10.3390/medicina55090579 ◽

2019 ◽

Vol 55 (9) ◽

pp. 579 ◽

Cited By ~ 3

Author(s):

Faran ◽

Asghar ◽

Khalid ◽

Khan ◽

Asif ◽

...

Keyword(s):

Synergistic Effects ◽

The Body ◽

Atherogenic Index ◽

High Association ◽

Male Wistar Rats ◽

Liver And Kidney ◽

Serum Biochemical ◽

Hematoxylin And Eosin ◽

Moderate Range ◽

Kidney Functions

Background and Objectives: Dyslipidemia is gaining much attention among healthcare professionals because of its high association with the malfunctioning of a number of normal physiological and metabolic processes in the body. Obesity is directly interconnected with dyslipidemia and is said to be a denouement of hyperlipidemia and, if left untreated, may lead to intense damage to organs that are directly involved in fat metabolism. The objective of this study was to investigate the synergistic antiobesity and anti-hyperlipidemic activities along with hepato- and renoprotective potential of nanoemulsomes (NES) of lovastatin (LTN)-loaded ginger (GR) and garlic (GL) oils. Materials and Methods: LTN nanoemulsomes co-encapsulated with GR oil and GL oil were prepared by a thin hydration technique. Eight-week-old male Wistar rats weighing 200–250 g were induced with hyperlipidemia via a high-fat diet (HFD) comprising 40% beef tallow. Body weight, serum biochemical lipid parameters, and those for liver and kidney functions, serum TC, LDL-C, vLDL-C, HDL-C, TG, atherogenic index (AI), ALT, AFT, ALP, γ-GT, total protein (TP), serum albumin and globulin ratio (A/G), serum creatinine, blood urea nitrogen (BUN) and blood urea, and histopathology of hematoxylin and eosin (H&E) stained liver and kidney sections of all aforementioned groups were examined in the treated animals.

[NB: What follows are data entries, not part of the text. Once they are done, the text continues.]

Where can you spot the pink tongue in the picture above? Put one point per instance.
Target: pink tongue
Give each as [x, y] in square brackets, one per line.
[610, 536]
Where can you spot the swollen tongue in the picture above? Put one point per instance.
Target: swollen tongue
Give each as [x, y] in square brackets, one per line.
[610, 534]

Results: Nanoemulsomes of LTN-loaded GR and GL oils provided synergistic effects with LTN, exerted better ameliorative actions in reducing serum TC, LDL-C, vLDL-C, triglycerides, and AI, and improved serum HDL-C levels. Serum ALT, AST, ALP, and γ-GT levels were in the normal range for nanoemulsome groups. H&E stained liver and kidney sections of these animals confirmed better hepatoprotective and renoprotective effects than LTN alone. Serum biochemical parameters for renal functions also claimed to be in the moderate range for nanoemulsome-treated groups. Conclusion: This study demonstrated that nanoemulsomes of LTN-loaded GR and GL oils synergistically provided better antihyperlipidemic, hepatoprotective, and renoprotective effects as compared to LTN alone.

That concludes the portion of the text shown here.